Masalah di hulu itu juga berdampak pada penanganan di hilir yakni tenaga medis hingga rumah sakit. Buruknya testing dan tracing berimbas pada lamanya deteksi.
Pasien Covid-19 yang lambat ditemukan karena penelusuran kontak yang minim pun berpotensi membuat gejala pasien kian berat dan harus dirawat di rumah sakit. Alhasil lonjakan kasus Covid-19 boleh jadi tak sebanding dengan kapasitas tempat tidur di rumah sakit rujukan.
Jika kondisi itu berlangsung terus-menerus, ketahanan rumah sakit sebagai benteng terakhir penanganan pandemi berada di ujung tanduk. Sesaknya rumah sakit dengan pasien Covid-19, ditambah tenaga medis yang kelelahan menangani pasien, menjadi konsekuensi langsung dari upaya pencarian kasus positif di hulu yang tidak maksimal.
Satu per satu tenaga medis berguguran. Catatan Tim Mitigasi Pengurus Besar Ikatan Dokter Indonesia (PB IDI) mendapati hingga 15 Desember ada 202 kasus kematian dokter terpapar Covid-19. Ini belum termasuk tenaga medis lain seperti perawat.
Selain karena profesi yang rentan tertular Covid-19, tenaga kesehatan harus berjibaku dengan ketersediaan Alat Pelindung Diri (APD) yang minim, jam kerja panjang dan, beban kerja yang berat.

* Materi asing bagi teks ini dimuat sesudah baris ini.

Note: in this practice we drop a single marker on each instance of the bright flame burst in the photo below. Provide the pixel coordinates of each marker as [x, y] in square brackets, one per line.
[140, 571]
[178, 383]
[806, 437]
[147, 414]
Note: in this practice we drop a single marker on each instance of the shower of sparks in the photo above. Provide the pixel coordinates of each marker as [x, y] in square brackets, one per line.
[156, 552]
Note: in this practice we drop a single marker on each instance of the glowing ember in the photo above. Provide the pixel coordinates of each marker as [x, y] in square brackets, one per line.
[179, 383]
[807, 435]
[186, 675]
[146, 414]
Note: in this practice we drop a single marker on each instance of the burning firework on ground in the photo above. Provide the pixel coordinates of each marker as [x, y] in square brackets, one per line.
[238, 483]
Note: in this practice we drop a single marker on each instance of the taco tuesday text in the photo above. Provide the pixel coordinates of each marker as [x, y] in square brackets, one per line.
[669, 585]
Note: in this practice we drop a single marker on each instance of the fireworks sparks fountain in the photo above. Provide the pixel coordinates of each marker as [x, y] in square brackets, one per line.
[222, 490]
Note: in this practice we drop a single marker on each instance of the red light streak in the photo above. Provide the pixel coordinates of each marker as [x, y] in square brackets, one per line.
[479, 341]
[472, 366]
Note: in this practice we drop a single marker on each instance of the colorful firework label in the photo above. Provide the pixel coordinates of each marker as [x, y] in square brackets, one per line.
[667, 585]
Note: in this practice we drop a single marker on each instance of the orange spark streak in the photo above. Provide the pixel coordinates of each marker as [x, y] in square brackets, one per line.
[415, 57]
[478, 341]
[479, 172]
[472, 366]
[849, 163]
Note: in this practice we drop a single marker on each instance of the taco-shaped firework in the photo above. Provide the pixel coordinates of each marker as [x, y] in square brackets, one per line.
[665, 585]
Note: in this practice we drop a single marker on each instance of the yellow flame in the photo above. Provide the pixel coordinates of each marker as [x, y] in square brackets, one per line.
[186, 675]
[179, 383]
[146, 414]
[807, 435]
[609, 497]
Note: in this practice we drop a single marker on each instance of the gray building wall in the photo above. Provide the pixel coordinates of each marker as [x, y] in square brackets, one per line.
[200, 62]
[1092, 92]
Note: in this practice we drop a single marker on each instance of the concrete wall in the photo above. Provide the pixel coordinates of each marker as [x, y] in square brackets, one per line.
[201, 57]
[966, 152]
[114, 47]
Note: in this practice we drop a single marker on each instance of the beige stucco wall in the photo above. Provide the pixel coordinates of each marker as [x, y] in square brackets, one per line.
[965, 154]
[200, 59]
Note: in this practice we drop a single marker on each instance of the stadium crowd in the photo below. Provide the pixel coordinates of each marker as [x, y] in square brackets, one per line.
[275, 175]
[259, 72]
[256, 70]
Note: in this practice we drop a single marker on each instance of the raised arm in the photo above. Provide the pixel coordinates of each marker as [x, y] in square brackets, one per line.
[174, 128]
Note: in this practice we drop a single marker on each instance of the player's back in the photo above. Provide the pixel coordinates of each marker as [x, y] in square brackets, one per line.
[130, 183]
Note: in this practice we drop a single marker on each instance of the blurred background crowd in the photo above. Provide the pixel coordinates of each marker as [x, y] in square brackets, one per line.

Hingga tiba bulan ke-sembilan pandemi, akumulasi kasus menembus angka setengah juta pada 23 November lalu. Tapi kurva kasus tak kunjung tampak melandai.
Lambannya penanganan pandemi tak habis-habis mengundang kritik pandemi. Sudah memasuki bulan ke-10 wabah, Indonesia masih berkutat pada ketidaksinkronan data kasus antara daerah dengan pusat.
"Masa sudah 10 bulan masih bicara data ya, kalau untuk data itu mestinya bisa diselesaikan sejak bulan pertama pandemi, kalau sudah 10 bulan masih bicara data itu kan ga masuk akal juga menurut saya. Jadi kemarin-kemarin ngapain aja," kata Masdalina saat dihubungi Jumat (4/12).
"Kalau memang pusat merasa masalahnya di data, ya benerin lah, masa sudah sekian bulan datanya nggak bener, itu kan malu kita," imbuh dia.
![]() |
Padahal, Indonesia masih dibayangi kemungkinan penularan atau transmisi virus corona yang masih masif di tengah masyarakat. Ini mengingat, rasio positif atau positivity rate masih menunjukkan angka tinggi.
Sehingga, lonjakan kasus baru positif pun tak pelak masih mungkin bermunculan.
"Kalau positivity rate lebih dari 5 persen, artinya laju penyebaran masih tinggi di masyarakat, kasus 8.369 kemarin bukan cuman [masalah] pencatatan," tukas Masdalina menyinggung soal angka kasus baru harian yang saat itu jumlahnya memecahkan rekor.
Per Selasa (29/12) secara akumulatif kasus positif Covid-19 tercatat 719.219 orang. Grafik penambahan kasus belum menunjukkan pelandaian, saban harinya kasus baru bertambah di kisaran 600 ribu hingga 700 ribu kasus.